Soil health research uncovers tools that allow scientists and producers to quantify changes in soil health and identify measurements that best demonstrate these changes, as well as tells us how our management impacts the soil. University of Idaho and partners have several ongoing and completed soil health research projects.


The Idaho Center for Agriculture, Food and the Environment (CAFE) is a $45 million project between University of Idaho, industry members and the state of Idaho. The research dairy will be home to 2,000 dairy cows located on 640 acres in Idaho’s dairy producing region which spans three counties in the Magic Valley.

This project will investigate long term sustainability of water usage constraints and environmental quality. A research dairy and demonstration farm focusing on soil health and water are in the plans as well as an educational center and food processing plant.

Bronte Sone, Ph.D. candidate, Strickland Lab

There has been a significant loss of biodiversity in agricultural ecosystems. The lack of aboveground diversity has been shown to reduce soil microbial diversity, which has implications for soil health. The implementation of cover crops on farms is a proposed management strategy to increase plant diversity — a soil health principle. In grassland ecosystems, an increase in aboveground diversity results in increased belowground diversity. However, it is unknown how increasing diversity over short time scales (i.e. cover crops) in agroecosystems impacts microbial communities and their function.

This research investigates how six species of cover crops including oilseed, grass and legume species affect soil microbial diversity and composition. Soil microbial communities are critical for soil carbon storage, nutrient cycling and agroecosystem function. Soil microbes are key players in soil carbon cycling by degrading organic matter and producing simple compounds that are then stored in the soil long-term.

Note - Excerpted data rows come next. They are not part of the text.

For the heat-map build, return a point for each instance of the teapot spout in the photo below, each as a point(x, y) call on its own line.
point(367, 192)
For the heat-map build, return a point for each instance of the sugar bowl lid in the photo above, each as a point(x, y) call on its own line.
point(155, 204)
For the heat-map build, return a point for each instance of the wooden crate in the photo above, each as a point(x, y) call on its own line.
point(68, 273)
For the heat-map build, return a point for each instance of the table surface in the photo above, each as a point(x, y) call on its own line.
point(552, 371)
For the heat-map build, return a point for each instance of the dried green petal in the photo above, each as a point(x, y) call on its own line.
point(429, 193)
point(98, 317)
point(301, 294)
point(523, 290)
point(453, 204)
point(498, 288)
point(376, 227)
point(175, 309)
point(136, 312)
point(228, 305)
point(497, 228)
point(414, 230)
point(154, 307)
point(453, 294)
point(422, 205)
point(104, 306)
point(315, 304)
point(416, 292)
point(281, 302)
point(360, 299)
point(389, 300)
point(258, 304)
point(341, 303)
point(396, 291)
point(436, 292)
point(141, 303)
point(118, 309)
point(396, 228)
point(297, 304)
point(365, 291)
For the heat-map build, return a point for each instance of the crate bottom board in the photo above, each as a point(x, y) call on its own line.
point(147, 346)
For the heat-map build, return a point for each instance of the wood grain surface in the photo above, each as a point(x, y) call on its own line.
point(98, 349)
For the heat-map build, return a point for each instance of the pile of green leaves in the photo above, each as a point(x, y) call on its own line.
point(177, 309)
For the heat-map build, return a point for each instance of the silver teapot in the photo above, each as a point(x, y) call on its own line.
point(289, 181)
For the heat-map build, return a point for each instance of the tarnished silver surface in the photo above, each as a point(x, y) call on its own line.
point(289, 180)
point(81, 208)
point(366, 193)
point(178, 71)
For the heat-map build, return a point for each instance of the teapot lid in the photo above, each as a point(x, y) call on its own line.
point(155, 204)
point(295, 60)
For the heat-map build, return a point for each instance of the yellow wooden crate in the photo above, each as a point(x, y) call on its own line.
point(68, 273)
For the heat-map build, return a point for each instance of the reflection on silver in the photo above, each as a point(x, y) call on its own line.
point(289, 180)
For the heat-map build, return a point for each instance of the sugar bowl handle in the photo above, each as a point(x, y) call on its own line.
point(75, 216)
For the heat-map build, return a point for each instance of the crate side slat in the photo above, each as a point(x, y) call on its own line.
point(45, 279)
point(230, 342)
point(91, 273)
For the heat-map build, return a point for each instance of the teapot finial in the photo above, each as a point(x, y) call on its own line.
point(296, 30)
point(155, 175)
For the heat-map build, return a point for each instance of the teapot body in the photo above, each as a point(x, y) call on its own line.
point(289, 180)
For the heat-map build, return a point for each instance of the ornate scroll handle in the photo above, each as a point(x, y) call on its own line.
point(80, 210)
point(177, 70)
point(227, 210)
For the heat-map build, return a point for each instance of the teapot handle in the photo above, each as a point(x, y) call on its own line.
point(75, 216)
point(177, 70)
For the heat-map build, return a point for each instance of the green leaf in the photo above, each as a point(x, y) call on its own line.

Soil carbon is known to improve soil health by increasing soil water and nutrient holding capacity and soil structure. Microbial communities are also responsible for most of the nutrient cycling in the soil and making nutrients available for plant growth. Increased soil microbial diversity means there is a greater likelihood that more than one species will perform the same function (e.g. making nitrogen available for plants). Not all microbial species will be affected equally by a disturbance, which increases the chance for continued function after a disturbance, leading to greater agricultural ecosystem stability and maintained soil health.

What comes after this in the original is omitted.